COMEDK · Maths · 7. Binomial Theorem
If \(c_{0}, c_{1}, c_{2}, \ldots, c_{n}\) are binomial coefficients of order \(n\), then the value of \(\frac{c_{1}}{2}+\frac{c_{2}}{4}+\frac{c_{3}}{6}+\ldots\)

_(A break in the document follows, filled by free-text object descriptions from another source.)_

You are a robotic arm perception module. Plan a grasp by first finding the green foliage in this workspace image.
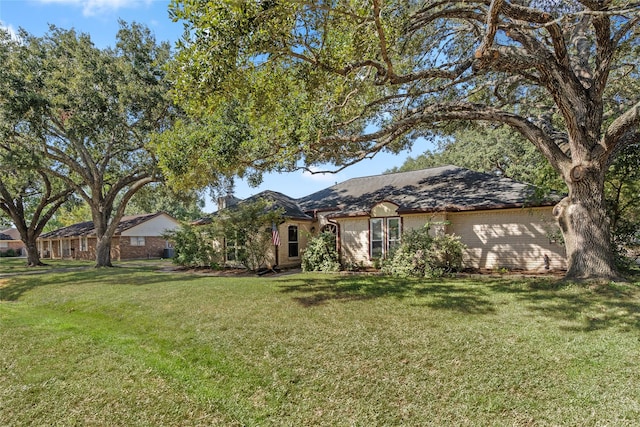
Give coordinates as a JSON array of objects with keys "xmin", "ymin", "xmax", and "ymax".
[
  {"xmin": 382, "ymin": 224, "xmax": 465, "ymax": 278},
  {"xmin": 0, "ymin": 22, "xmax": 180, "ymax": 266},
  {"xmin": 0, "ymin": 249, "xmax": 18, "ymax": 257},
  {"xmin": 165, "ymin": 223, "xmax": 223, "ymax": 268},
  {"xmin": 302, "ymin": 232, "xmax": 340, "ymax": 272},
  {"xmin": 212, "ymin": 198, "xmax": 283, "ymax": 271}
]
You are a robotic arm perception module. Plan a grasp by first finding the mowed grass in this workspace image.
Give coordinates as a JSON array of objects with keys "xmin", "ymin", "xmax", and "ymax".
[{"xmin": 0, "ymin": 264, "xmax": 640, "ymax": 426}]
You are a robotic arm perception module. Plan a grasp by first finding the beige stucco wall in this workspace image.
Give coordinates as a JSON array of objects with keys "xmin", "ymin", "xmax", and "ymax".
[
  {"xmin": 337, "ymin": 203, "xmax": 566, "ymax": 270},
  {"xmin": 121, "ymin": 214, "xmax": 180, "ymax": 237},
  {"xmin": 447, "ymin": 207, "xmax": 566, "ymax": 270}
]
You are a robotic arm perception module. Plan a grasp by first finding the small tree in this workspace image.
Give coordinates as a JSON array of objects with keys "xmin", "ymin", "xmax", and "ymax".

- A \(\frac{2^{n}+1}{n-1}\)
- B \(\frac{2^{n}-1}{n+1}\)
- C \(\frac{2^{n}+1}{n-1}\)
- D \(\frac{2^{n}}{n+1}\)
Answer & Solution
Correct Answer
(B) \(\frac{2^{n}-1}{n+1}\)
Step-by-step Solution
Detailed explanation
We have, \(c_{1} x+c_{3} x^{3}+c_{5} x^{5}+\ldots=\frac{1}{2}\left\{(1+x)^{n}-(1-x)^{n}\right\}\) \(\Rightarrow \int_{0}^{1}\left(c_{1} x+c_{3} x^{3}+c_{5} x^{5}+\ldots\right) d x\) \(=\frac{1}{2} \int_{0}^{1}(1+x)^{n}-(1-x)^{n} d x\)…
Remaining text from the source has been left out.